Saving at least 80 % of greenhouse gases.
Our globalised economy requires less cost-intensive freight transport while our climate requires low-emission freight transport.
The solution to this is called combined transport – or more academic: intermodal freight transport.
It’s a simple equation: According to 2019 data from the federal Environment Agency in Austria, a semitrailer in long-distance traffic on average amounts for 69g/tkm (grams per ton-kilometre) of Co2-equivalent. For rail transport this figure is at 3,5 g/tkm, thus almost only 5% of road freight transport. Taking into account the last mile, which has to be bridged via lorry, combined traffic reduces emissions by 80% to 85% with each transport. The result for other greenhouse gases such as nitrogen oxide, or particle emissions such as particulate matter is much the same.
In combined transport, each ton considerably contributes to the realisation of the Austrian, as well as the European climate objectives due to the significantly reduced greenhouse gas emissions.
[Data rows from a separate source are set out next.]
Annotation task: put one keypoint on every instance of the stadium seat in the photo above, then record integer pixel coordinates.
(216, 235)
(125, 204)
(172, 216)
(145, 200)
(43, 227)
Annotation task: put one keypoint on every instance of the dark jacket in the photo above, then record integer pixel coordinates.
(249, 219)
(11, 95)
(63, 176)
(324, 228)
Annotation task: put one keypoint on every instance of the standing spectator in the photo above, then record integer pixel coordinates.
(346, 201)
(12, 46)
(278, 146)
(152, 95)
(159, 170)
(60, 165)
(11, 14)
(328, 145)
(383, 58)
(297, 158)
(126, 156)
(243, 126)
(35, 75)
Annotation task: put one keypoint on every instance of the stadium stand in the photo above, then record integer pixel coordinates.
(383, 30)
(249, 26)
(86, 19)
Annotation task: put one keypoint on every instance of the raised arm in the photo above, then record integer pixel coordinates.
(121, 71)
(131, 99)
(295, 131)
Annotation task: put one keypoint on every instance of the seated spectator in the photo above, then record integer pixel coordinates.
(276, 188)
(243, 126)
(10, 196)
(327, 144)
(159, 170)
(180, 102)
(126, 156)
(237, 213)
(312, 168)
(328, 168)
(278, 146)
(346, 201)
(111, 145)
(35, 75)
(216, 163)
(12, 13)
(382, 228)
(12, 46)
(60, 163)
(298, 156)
Trade-offs in favour of performance or service are, however, not needed for this contribution to climate action. The performance level of combined transport is at similar level with road transport, more often it is even better. An example is the hinterland transportation from and to Austria to the seaports, where the market share of combined transport is already at 90%.
Combined transport ensures that road congestion is reduced. This statement is easily confirmed by facts and figures: In 2018 around 280 million tons of goods were transported in combined transport.
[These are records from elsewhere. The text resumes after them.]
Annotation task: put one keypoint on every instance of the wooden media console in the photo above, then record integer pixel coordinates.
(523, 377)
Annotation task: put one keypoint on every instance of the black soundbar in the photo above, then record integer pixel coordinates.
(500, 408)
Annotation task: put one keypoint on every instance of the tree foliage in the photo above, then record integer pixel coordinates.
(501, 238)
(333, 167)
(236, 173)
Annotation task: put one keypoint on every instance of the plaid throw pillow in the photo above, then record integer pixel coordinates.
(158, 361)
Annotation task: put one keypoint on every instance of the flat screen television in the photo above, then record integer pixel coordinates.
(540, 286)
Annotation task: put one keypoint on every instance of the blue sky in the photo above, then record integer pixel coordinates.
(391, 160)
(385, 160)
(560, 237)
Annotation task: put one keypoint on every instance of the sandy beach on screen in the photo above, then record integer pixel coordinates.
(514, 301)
Here’s food for thought: 12 million lorries could be loaded with 280 million tons of goods. If all lorries were to line up, they would have a total length that is more than five times the circumference of the earth.
To imagine such an enormous amount, here’s another allegory: If 280 million tons of goods were to be transported not via combined transport via rail, but solely via road, the entire European motorway network with its 74.000 kilometres would be fully congested with lorries four times a year.
Transport of goods via rail is lived electromobility. This is due to the predominant part of freight trains in Austria – almost 95% – being operated by electrical locomotives. In Austria, the energy for this mostly derives from renewable sources.
In the course of ongoing infrastructure development, not yet electrified lines will change to (green) electrical operation in the coming years.
Chocolate containing sugar from East-Austrian refineries is produced in Western-Austria. A multitude of Combinet-members, from forwarder to terminal operators and railway undertakings, ensure environmentally friendly transport.
To ensure protection against weather conditions or contamination, sugar is directly transferred from the refinery into dust-tight tank container in Lower-Austria. A lorry transports the containers to the nearby handling terminal in Vienna. At the terminal, the container is transferred to a train which travels the distance of 650 to Vorarlberg overnight. On the next day, the container is transported to the customers via lorry and unloaded into another tank. Back at the Vorarlberg terminal, the container is en route to Vienna once more, to be reloaded.
If sugar would only be transported via road, this would produce one ton more of CO2 emissions than combined transport, which also uses rail for its main run. In other words: Combined transport lowers CO2-emissions to a tenth. In our example, that’s a reduction of one ton of CO2 each way.